I have 2 working variants but the first is not a one-liner and the 2nd uses a rather verbose BindFirst contraption, that would not work for non-type template arguments. Is there a simple way to write such a one-liner? I believe the procedure I'm looking for is called currying.
#include <iostream>
template<template<typename, typename> class Function, typename FirstArg>
struct BindFirst
{
template<typename SecondArg>
using Result = Function<FirstArg, SecondArg>;
};
//template<typename Type> using IsInt = BindFirst<_EqualTypes, int>::Result<Type>;
template<typename Type> using IsInt = std::is_same<int, Type>;
struct TypeList
{
template<template<typename> class Predicate>
struct FindIf
{
// this needs to be implemented, return void for now
typedef void Result;
};
};
int main()
{
static_assert(IsInt<int>::value, "");
static_assert(!IsInt<float>::value, "");
// variant #1: using the predefined parameterized type alias as predicate
typedef TypeList::FindIf<IsInt>::Result Result1;
// variant #2: one-liner, using BindFirst and std::is_same directly
typedef TypeList::FindIf< BindFirst<std::is_same, int>::Result>::Result Result2;
// variant #3: one-liner, using currying?
//typedef TypeList::FindIf<std::is_same<int, _>>::Result Result2;
return 0;
}
Click here for code in online compiler GodBolt.

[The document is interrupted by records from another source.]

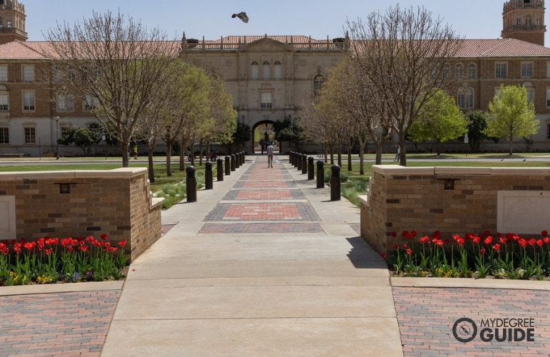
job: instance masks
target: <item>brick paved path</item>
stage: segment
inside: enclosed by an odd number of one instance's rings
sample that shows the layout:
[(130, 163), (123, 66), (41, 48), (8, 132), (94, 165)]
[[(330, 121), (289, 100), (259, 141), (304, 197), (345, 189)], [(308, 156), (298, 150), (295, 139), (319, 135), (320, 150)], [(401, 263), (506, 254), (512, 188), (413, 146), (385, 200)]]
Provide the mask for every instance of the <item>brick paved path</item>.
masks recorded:
[(2, 296), (0, 356), (100, 356), (120, 293)]
[(284, 166), (262, 164), (251, 165), (242, 174), (206, 216), (200, 233), (324, 233)]
[[(405, 356), (550, 356), (550, 291), (394, 287), (393, 293)], [(478, 326), (476, 338), (466, 343), (452, 333), (464, 317)], [(481, 319), (531, 318), (534, 342), (479, 338)]]

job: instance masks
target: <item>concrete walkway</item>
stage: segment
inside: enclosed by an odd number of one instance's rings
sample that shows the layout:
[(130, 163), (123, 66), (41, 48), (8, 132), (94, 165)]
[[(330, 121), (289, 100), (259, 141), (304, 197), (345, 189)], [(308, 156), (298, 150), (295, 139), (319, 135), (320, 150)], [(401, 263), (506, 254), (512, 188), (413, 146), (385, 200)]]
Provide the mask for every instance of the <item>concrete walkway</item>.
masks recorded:
[(103, 356), (403, 356), (359, 210), (278, 159), (164, 212), (175, 226), (131, 265)]

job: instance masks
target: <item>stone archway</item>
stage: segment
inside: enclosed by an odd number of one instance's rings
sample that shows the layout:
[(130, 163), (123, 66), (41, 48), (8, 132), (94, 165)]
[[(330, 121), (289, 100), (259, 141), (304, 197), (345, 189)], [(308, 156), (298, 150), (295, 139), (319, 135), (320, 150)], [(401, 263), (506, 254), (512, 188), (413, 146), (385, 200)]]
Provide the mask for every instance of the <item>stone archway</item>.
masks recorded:
[[(254, 154), (261, 154), (265, 152), (265, 145), (267, 142), (275, 141), (273, 130), (274, 121), (263, 120), (256, 123), (252, 127), (252, 139), (251, 140), (251, 151)], [(262, 145), (264, 145), (262, 150)]]

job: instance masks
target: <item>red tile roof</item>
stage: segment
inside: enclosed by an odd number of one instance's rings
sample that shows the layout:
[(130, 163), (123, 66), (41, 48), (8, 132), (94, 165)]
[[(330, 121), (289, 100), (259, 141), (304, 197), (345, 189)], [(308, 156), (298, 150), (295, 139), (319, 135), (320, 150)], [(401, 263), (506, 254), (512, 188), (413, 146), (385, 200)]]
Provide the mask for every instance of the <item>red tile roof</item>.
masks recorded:
[[(231, 50), (236, 48), (236, 45), (250, 44), (264, 38), (292, 44), (296, 49), (306, 49), (309, 44), (319, 45), (327, 41), (332, 42), (331, 39), (318, 40), (306, 36), (229, 36), (217, 40), (204, 40), (204, 43), (209, 45), (210, 49), (223, 43), (224, 49)], [(174, 46), (180, 45), (179, 41), (173, 43)], [(200, 47), (202, 43), (203, 40), (199, 40), (197, 47)], [(48, 46), (46, 41), (14, 41), (0, 45), (0, 60), (45, 59), (41, 54)], [(514, 39), (465, 39), (456, 55), (459, 58), (545, 56), (550, 56), (550, 48)]]

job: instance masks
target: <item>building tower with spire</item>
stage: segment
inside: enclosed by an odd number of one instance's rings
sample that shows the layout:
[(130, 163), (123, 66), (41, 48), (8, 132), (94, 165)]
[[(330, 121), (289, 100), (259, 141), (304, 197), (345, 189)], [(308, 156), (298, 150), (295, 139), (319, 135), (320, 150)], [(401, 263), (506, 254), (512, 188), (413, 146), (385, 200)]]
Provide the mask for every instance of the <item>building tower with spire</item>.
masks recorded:
[(544, 0), (509, 0), (502, 11), (503, 39), (544, 46)]
[(0, 0), (0, 44), (26, 41), (25, 6), (17, 0)]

I think the typical way of doing this is keep everything in the world of types. Don't take template templates - they're messy. Let's write a metafunction named ApplyAnInt that will take a "metafunction class" and apply int to it:
template <typename Func>
struct ApplyAnInt {
using type = typename Func::template apply<int>;
};
Where a simple metafunction class might be just checking if the given type is an int:
struct IsInt {
template <typename T>
using apply = std::is_same<T, int>;
};
static_assert(ApplyAnInt<IsInt>::type::value, "");
Now the goal is to support:
static_assert(ApplyAnInt<std::is_same<_, int>>::type::value, "");
We can do that. We're going to call types that contain _ "lambda expressions", and write a metafunction called lambda which will either forward a metafunction class that isn't a lambda expression, or produce a new metafunction if it is:
template <typename T, typename = void>
struct lambda {
using type = T;
};
template <typename T>
struct lambda<T, std::enable_if_t<is_lambda_expr<T>::value>>
{
struct type {
template <typename U>
using apply = typename apply_lambda<T, U>::type;
};
};
template <typename T>
using lambda_t = typename lambda<T>::type;
So we update our original metafunction:
template <typename Func>
struct ApplyAnInt
{
using type = typename lambda_t<Func>::template apply<int>;
};
Now that leaves two things: we need is_lambda_expr and apply_lambda. Those actually aren't so bad at all. For the former, we'll see if it's an instantiation of a class template in which one of the types is _:
template <typename T>
struct is_lambda_expr : std::false_type { };
template <template <typename...> class C, typename... Ts>
struct is_lambda_expr<C<Ts...>> : contains_type<_, Ts...> { };
And for apply_lambda, we just will substitute the _ with the given type:
template <typename T, typename U>
struct apply_lambda;
template <template <typename...> class C, typename... Ts, typename U>
struct apply_lambda<C<Ts...>, U> {
using type = typename C<std::conditional_t<std::is_same<Ts, _>::value, U, Ts>...>::type;
};
And that's all you need actually. I'll leave extending this out to support arg_<N> as an exercise to the reader.